Писатель не называет имен и заглавий, но один из пародийно пересказанных им текстов угадывается легко – это популярные у читателя очерки Валерия Осипова «Тайна Сибирской платформы» (1958)[1172], где пылко пропагандировалась цивилизующая, просветительская и социально необходимая идея промышленного освоения края, но в такой «саморазоблачительной» гипертрофированно романтической манере, которая выдавала и поверхностное знание местных реалий, и позицию культурного превосходства посланника центра. Другим объектом едких оценок в астафьевской статье стала «молодежная проза», герои которой отправляются работать в Сибирь на строительство ГЭС и вдруг, по словам писателя, открывают, что зарабатывать кусок хлеба трудно[1173]. Автор опять избегает упоминать конкретные имена, но, скорее всего, имеет в виду повесть Анатолия Кузнецова «Продолжение легенды» (1958), чей сюжет соответствует иронически описанной им схеме. Позиция героя повести, вчерашнего школьника, приехавшего на строительство Иркутской ГЭС и воспринимающего себя и своих товарищей в качестве проводников модернизационно-просветительских влияний в «дикой» Сибири, своим неявно «колонизаторским» посылом также могла вызвать у Астафьева раздражение.
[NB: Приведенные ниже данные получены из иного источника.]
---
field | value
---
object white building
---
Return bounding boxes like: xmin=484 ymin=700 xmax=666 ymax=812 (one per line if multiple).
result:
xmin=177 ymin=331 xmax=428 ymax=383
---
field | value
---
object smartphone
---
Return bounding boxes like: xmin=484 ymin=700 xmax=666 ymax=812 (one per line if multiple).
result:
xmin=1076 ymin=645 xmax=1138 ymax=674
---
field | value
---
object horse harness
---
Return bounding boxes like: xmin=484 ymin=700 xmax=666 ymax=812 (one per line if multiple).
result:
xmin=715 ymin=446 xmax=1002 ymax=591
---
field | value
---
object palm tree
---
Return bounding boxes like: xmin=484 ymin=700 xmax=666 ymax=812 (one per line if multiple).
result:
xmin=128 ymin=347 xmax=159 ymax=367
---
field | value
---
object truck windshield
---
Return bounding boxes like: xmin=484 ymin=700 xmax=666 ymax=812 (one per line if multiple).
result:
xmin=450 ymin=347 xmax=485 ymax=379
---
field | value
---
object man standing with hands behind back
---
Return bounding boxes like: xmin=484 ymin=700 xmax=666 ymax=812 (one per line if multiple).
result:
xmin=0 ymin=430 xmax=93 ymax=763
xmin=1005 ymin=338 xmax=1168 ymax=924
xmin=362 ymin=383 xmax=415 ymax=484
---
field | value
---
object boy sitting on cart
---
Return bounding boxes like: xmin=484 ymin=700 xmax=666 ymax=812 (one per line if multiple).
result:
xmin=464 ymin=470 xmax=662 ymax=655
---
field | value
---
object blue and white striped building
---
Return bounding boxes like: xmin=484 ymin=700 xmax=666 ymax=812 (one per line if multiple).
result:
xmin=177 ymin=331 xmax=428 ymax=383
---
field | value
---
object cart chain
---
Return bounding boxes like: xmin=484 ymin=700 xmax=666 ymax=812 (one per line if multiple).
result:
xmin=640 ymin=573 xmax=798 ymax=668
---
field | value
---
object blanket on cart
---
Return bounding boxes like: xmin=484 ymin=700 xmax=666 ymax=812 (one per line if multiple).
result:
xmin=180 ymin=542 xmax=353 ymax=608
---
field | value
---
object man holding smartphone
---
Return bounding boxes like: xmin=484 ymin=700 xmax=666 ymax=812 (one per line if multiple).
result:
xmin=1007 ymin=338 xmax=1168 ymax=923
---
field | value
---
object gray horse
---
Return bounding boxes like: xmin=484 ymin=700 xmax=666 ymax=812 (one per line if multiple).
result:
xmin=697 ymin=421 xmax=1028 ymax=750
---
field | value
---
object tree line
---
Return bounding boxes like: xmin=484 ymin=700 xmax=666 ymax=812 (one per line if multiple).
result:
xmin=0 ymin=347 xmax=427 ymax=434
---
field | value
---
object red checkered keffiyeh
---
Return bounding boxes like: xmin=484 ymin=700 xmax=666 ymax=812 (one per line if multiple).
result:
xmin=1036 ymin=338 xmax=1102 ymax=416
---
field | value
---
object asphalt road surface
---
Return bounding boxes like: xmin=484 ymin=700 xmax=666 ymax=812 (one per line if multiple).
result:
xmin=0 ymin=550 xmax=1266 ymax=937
Кстати, Астафьев, который во время написания статьи жил на Урале, от мифологизации тоже не отказывался (Сибирь у него по-прежнему – исключительная земля, что подтверждается наличием редких человеческих и природных богатств), но экзотизмы, нагнетаемые авторами, побывавшими в Сибири «проездом», вызывают у него противоположное стремление – избежать литературности в разговоре о хорошо знакомых предметах и обстоятельствах. Писатель наверняка сознавал оригинальность ракурса изображения Сибири в «Последнем поклоне», потому в «самопрезентационных» текстах, наподобие автобиографии «Сопричастный всему живому», склонен был ее подчеркивать и возвращаться к прояснению мотивов, заставивших его пойти наперекор описаниям родного края как места героических трудовых буден и не менее героического испытания собственной выносливости:

В пятидесятые годы, когда в Сибири развертывалось строительство Братской и Красноярской ГЭС и сюда хлынули тысячи людей, в нашей литературе появилось немало произведений, повествующих в стихах и прозе о покорении и освоении этого края. Тогда-то меня и насторожило и больно задело одно обстоятельство: по некоторым книгам получалось, будто здесь до этой поры никого и ничего не было. И захотелось мне сказать свое слово о Сибири…[1174]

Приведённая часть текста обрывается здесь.